What could be worse than discovering that the products of the multi-billion dollar pharmaceutical industry, an industry’s that has changed the entire approach to how mental illness is treated over the past 40 years, are no more effective than active placebos? Learning that the drugs are not only ineffective, but they are detrimental to the users. Whitaker, in his article on Nancy Andreasen’s research, notes that her work has found that “long-term use of the old standard antipsychotics, the new atypical antipsychotics, and clozapine, are all ‘associated with smaller brain tissue volumes'” (2011, p. 1). Andreasen also found that the higher dose a patient receives, the more damage is done to the brain matter, so arguably, those presenting with the greatest number of symptoms will be the ones harmed the most.

There must be a better way. And Edgar Cayce and other mystics have shown us with holistic approaches that include herbs, massage therapy, osteopathy, prayer, meditation, spinal cord adjustments, diet, and much more. Cayce has a much fuller view of the human person. Whereas modern medicine and their addiction to drugs see individuals as exclusively physical -a mass of cells and neurons that can be treated only by pharmaceuticals – Cayce, and mystics in general, views the human person as a mind, body, and spirit or soul. He doesn’t shy away from prescribing drugs in his readings, but they are only one tool in a huge tool chest. As David McMillan points out in Case Studies in Schizophrenia, Cayce also has a broader understanding of the body/soul connection where he associates “the chakras with the endocrine glands and the nadis with the nervous systems” (1995, p. 118).
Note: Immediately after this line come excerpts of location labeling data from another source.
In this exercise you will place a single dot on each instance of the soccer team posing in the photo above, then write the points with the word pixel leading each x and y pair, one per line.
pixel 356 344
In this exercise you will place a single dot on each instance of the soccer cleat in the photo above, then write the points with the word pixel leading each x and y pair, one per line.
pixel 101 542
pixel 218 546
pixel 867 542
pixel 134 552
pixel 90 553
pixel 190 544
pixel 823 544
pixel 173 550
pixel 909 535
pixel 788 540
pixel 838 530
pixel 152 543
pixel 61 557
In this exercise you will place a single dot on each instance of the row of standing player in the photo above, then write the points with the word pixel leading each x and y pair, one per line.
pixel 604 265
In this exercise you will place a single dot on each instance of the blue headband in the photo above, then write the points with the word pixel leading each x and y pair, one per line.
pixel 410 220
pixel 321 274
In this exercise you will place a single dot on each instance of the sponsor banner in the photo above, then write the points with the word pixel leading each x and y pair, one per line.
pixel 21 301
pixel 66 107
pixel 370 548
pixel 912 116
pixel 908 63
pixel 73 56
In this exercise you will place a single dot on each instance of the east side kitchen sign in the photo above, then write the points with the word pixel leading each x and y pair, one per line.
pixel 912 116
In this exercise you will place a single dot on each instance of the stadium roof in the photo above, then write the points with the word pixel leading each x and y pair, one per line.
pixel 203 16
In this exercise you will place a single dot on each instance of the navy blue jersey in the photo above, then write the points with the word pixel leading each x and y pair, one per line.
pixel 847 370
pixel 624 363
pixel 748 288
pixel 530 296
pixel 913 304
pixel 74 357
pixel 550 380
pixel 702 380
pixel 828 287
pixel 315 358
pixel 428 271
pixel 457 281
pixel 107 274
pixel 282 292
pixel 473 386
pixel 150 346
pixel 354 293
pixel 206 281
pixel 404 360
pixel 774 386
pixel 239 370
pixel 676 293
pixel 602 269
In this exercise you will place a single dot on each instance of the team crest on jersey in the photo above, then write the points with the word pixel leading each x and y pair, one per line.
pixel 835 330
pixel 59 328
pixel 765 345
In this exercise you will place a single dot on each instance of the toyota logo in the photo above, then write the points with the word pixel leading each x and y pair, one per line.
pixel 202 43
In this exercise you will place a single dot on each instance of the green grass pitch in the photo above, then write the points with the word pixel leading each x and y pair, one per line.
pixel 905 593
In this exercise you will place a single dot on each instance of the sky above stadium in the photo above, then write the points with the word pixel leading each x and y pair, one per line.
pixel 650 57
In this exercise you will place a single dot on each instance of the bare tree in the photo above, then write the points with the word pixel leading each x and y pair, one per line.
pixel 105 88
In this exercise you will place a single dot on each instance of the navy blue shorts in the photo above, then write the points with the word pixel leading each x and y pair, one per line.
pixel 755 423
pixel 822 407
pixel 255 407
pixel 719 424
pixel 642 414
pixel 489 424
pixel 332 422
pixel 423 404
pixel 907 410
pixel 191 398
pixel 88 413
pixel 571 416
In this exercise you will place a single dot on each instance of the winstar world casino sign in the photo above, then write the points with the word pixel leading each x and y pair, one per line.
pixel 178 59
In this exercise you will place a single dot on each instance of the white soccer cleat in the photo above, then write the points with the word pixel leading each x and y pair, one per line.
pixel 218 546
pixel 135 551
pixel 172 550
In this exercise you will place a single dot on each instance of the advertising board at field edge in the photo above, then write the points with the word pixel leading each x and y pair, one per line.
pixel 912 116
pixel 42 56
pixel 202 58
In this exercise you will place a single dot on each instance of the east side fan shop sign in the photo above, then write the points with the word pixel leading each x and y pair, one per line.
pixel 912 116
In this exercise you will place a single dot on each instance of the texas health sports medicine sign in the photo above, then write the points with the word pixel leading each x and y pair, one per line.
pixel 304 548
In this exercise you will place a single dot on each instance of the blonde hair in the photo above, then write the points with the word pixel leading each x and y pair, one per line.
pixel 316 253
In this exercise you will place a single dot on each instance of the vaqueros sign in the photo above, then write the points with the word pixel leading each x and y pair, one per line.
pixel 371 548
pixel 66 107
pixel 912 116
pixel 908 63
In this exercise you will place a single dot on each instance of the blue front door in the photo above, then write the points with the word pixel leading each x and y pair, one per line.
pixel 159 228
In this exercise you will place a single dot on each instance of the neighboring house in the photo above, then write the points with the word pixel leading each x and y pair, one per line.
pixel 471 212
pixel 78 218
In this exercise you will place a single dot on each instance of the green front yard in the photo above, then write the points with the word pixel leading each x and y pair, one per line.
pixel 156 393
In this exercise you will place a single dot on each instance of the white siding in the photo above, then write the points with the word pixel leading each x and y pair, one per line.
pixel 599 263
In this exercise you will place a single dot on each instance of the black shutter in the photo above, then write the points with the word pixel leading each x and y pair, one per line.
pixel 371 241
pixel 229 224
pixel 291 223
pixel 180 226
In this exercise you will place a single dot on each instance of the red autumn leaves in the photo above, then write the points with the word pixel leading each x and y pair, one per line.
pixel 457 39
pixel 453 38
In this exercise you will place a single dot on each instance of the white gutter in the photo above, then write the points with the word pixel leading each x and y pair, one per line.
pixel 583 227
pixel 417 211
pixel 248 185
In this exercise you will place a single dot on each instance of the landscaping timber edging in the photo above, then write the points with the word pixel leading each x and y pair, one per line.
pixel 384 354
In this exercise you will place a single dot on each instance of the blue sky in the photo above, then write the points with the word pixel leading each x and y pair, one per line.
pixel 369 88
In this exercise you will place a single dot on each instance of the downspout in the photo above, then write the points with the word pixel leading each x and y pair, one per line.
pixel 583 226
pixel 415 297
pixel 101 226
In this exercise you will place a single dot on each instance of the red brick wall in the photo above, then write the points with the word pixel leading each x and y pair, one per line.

Angell states that starting in the 1980s, a “powerful quartet of voices” including the pharmaceutical companies, the APA and psychiatrists from top medical schools, the National Institute of Mental Health (NIMH), and National Alliance on Mental Illness (NAMI), essentially locked down the mental health industry (2011, Part 1). So where does that leave holistic and mystical approaches like those found in the readings by Edgar Cayce? Out in the cold.

The last thing that a juggernaut of interests is going to do is allow an alternative approach that threatens their empire, particularly when their exclusive reliance on drugs to treat mental health isn’t working and is likely extremely harmful. All the mass shootings in the past 25 years, for example, have had one thing in common, and that is the shooter was either currently on or recently on psychiatric drugs. The pharmaceutical companies provide billions of dollars in ad revenue to the corporate media each year, which ensures positive coverage of the “miracle drugs” approach, and that “crazy” or “kooky” ideas like those professed by Cayce and other mystics are relegated to the trash heap of “conspiracy theories.”

References
Angell, M. (2011, July 14). Part 1: The illusions of psychiatry. The New York Review of Books. Retrieved from: http://web.missouri.edu/~segerti/1050H/docs/AngellNYRB.pdf

Angell, M. (2011, July 23). Part 2: The epidemic of mental illness: Why? The New York Review of Books. Retrieved from: http://www.zonein.ca/eletter/2011/sept/part2.pdf

Centers for Disease Control (2019). Data and statistics about ADHD. Retrieved from: https://www.cdc.gov/ncbddd/adhd/data.html

Centers for Disease Control (2019). Data & statistics on Autism Spectrum Disorder. Retrieved from: https://www.cdc.gov/ncbddd/autism/data.html

McMillin, D. (1995), Case studies in schizophrenia, A.R.E. Press: Virginia Beach, VA.